Hacía varios meses no salía con mi hija Claudia, la mayor, pues estaba inmersa en los exámenes para las pruebas de ingreso a la universidad. Sin embargo, ayer por la tarde no pude rechazar su invitación. Vamos a la cafetería La Primada, mami, me dijo.Y como me encanta el chocolate en todas sus variedades, no rechacé el convite.

Coco y chocolate, magnífica combinación que a tantas personas encanta, distingue entre otros embrujos a la ciudad primada de Cuba, Baracoa. Pero les aseguro que llegar hasta la cafetería, ubicada en una de las áreas del boulevard de la urbe guantanamera, junto al céntrico parque José Martí, es degustar de ricos productos derivados del cacao y coco y un precedente para una próxima visita.


Acogedora como otras instalaciones gastronómicas de Guantánamo, La Primada tiene una peculiaridad especial.

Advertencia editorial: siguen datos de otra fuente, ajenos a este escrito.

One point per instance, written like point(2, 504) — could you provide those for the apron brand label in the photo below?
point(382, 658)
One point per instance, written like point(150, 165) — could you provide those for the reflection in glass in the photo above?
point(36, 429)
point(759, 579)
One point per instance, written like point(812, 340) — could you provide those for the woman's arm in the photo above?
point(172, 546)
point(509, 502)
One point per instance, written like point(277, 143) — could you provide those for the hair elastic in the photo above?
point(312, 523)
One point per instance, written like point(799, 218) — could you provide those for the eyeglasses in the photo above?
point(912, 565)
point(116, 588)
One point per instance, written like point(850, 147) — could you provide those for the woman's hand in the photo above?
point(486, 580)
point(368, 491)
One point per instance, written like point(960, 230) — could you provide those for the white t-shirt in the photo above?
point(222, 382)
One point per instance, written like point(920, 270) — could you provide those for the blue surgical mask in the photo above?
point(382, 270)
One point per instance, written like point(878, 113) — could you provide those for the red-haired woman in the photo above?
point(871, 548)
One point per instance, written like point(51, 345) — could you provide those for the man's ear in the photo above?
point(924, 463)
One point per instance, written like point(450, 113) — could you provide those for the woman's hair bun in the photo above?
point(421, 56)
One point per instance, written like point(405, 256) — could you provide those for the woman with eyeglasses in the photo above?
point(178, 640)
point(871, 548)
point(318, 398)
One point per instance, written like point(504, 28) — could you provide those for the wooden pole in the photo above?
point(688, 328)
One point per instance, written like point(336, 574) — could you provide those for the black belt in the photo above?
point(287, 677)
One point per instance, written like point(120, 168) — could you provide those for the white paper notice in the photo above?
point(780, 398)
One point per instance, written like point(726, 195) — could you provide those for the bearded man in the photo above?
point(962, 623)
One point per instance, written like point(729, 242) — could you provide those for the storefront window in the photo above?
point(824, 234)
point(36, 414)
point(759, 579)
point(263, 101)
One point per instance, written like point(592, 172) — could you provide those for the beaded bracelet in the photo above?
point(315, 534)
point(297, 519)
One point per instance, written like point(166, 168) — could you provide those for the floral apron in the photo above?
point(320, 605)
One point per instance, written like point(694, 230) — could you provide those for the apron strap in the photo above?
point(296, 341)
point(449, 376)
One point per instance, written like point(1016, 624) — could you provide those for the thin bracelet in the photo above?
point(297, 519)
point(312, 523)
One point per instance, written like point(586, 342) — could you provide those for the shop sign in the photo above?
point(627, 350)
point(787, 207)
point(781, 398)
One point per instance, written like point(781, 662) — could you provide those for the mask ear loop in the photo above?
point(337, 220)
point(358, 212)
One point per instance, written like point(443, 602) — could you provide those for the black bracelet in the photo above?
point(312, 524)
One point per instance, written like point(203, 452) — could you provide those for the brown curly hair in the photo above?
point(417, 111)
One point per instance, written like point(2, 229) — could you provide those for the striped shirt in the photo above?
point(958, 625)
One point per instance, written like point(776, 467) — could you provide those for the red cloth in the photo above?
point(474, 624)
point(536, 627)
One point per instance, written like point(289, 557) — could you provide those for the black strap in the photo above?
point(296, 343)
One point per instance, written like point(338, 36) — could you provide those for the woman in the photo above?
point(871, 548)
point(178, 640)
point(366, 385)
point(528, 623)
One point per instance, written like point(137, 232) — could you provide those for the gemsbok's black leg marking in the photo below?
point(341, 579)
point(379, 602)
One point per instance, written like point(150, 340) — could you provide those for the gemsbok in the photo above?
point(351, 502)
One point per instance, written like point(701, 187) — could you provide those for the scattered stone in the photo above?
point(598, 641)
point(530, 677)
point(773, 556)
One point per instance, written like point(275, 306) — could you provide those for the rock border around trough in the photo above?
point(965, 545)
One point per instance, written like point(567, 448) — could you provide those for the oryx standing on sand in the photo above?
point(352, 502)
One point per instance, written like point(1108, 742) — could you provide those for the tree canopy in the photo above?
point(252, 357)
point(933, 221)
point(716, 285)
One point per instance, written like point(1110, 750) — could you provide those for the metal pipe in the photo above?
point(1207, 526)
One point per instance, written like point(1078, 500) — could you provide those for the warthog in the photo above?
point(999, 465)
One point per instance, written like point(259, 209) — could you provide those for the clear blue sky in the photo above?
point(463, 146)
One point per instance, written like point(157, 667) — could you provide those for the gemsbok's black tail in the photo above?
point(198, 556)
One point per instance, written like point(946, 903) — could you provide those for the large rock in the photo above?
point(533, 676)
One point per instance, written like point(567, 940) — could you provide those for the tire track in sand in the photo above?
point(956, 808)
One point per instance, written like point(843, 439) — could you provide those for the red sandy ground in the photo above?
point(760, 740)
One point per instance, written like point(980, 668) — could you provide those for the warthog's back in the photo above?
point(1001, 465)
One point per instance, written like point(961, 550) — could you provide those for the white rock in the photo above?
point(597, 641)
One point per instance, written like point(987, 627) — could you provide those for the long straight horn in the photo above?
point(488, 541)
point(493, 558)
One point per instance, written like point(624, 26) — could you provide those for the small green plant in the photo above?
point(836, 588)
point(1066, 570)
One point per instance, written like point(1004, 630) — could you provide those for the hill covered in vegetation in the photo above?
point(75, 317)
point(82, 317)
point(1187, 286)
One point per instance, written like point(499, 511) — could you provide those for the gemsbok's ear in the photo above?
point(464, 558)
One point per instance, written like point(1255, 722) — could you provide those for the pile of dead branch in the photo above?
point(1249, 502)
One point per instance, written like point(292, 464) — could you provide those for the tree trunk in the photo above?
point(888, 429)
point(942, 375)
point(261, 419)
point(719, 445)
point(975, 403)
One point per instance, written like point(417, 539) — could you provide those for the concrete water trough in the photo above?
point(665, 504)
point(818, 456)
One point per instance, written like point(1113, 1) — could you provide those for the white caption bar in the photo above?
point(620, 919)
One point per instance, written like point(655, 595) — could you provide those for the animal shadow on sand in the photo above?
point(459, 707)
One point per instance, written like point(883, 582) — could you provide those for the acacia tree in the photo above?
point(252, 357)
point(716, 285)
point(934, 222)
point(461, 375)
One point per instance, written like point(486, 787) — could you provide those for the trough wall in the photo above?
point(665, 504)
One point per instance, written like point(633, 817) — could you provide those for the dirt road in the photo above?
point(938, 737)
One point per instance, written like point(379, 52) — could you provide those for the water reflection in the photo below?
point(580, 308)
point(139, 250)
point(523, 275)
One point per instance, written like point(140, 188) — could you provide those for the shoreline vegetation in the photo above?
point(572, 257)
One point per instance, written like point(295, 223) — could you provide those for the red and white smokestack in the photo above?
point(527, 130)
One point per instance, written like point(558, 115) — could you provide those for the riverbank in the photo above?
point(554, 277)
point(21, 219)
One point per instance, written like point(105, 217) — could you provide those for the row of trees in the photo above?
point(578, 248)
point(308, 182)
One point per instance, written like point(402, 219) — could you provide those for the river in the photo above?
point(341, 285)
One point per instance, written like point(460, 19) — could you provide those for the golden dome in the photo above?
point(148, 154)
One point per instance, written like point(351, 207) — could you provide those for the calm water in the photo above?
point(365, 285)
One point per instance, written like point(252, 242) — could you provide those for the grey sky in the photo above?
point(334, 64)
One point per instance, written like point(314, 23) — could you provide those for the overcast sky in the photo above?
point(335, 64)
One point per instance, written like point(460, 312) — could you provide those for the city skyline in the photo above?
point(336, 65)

Desde que pasas el umbral de la puerta, el sitio te convida a hacer un viaje imaginario hasta la más antigua de las villas cubanas, ciudad mágica que el próximo 15 de agosto arriba a su cumpleaños 500.

Dentro de La primada y en gigantografías impresas, se erige majestuoso El Yunque de Baracoa, sitio de extraordinarios valores naturales y de alto grado de conservación y endemismo, además de apreciar la belleza de sus playas, la estatua de Cristóbal Colón, la Cruz de Parra... e imágenes que aluden al cultivo y al procesamiento del cacao y el coco en Baracoa, zona mayor productora de ambos renglones en Cuba.


Impresionante es el diseño del lugar,pero la oferta de los productos en moneda nacional, invita a quedarse con las ganas del regreso. En el establecimiento se venden pasteles, piononos, señoritas, marquesitas, panqués, gaceñiga, tatianoff, turrones de coco, el famoso cucurucho, sorbeto, bizcochos y galletas dulces.

Acompaña esta variedad de dulces, el chocolate frío y caliente, los bombones, con licor, de fresa y chocolate, los rellenos con Havana Club Añejo, las mazorcas de chocolate, el peters… golosinas tan exquisitas, que hicieron insaciable para Claudia y para mi, nuestra estancia en la Primada.